Search Engine Ranking Factors


The algorithms used by Google, Yahoo!, or MSN Live Search to calculate search results can change at any time, therefore we generally avoid citing specific details regarding particular search engines and their algorithms. Search engines have been known to occasionally modify their algorithms and, as a result, turn the SERPs upside down. Examples of this include Google’s Florida and BigDaddy updates. A great place to peruse to see the latest trends are the forums mentioned at the end of this chapter. Historically, search engine marketers created optimized pages for each particular search engine. This is no longer viable, as mentioned in Chapter 1, because it yields duplicate content. Rankings must be achieved in all search engines using the same web pages. Furthermore, calculations such as “optimal keyword density” and “optimal page content length” for the various search engines are almost entirely obsolete. Calculations like these demonstrate a gross oversimplification of modern search engine information retrieval algorithms.

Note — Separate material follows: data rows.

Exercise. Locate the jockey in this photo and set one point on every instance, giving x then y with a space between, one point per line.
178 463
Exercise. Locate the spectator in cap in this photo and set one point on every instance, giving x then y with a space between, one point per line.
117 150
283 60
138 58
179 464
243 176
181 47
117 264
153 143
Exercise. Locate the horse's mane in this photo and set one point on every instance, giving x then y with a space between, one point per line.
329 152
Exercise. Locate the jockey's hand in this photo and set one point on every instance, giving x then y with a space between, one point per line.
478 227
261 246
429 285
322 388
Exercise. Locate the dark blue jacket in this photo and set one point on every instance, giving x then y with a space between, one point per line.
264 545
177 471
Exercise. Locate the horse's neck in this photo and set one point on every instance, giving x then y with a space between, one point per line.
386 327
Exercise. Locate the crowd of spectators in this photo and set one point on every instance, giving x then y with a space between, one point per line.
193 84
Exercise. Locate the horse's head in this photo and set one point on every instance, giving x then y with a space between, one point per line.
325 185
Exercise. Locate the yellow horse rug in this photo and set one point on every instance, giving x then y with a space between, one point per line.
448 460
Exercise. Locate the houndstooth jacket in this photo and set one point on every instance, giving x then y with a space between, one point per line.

With these disclaimers out of the way, it is time to briefly discuss the most important and consistently considered factors as a quick primer for the web site developer. We group the factors that affect search engine rankings into the following general categories:

1. Visible on-page factors
2. Invisible on-page factors
3. Time-based factors
4. External factors.

On-Page Factors

On-page factors are those criteria of a web page that are dictated by the contents of a web page itself. They are critical to a search engine marketing campaign, but less so than they were historically, because they are very easy to manipulate. Because there are obvious incentives for spammers to do so, search engines have begun to place importance on other factors as well. That is not to say that on-page factors are not important, however.

It is useful to further divide on-page factors into two categories — those that are visible and those that are invisible. The former are much more important than the latter. Many search engine marketers believe that the latter are now devalued to the extent that they are mostly not worth bothering with. This is because they can be so easily manipulated without influencing page presentation at all. Spam can be carefully hidden in a web page in this way. A search engine’s confidence in such factors being honest or accurate, therefore, is low. In short, the search engine’s algorithms regard visible content with more confidence, because the user will actually see this content.

Any content that is hidden using CSS or other forms of subterfuge, regardless of intent, may be regarded as an invisible factor and devalued. At worst, if employed excessively, the page or site may be penalized as a whole.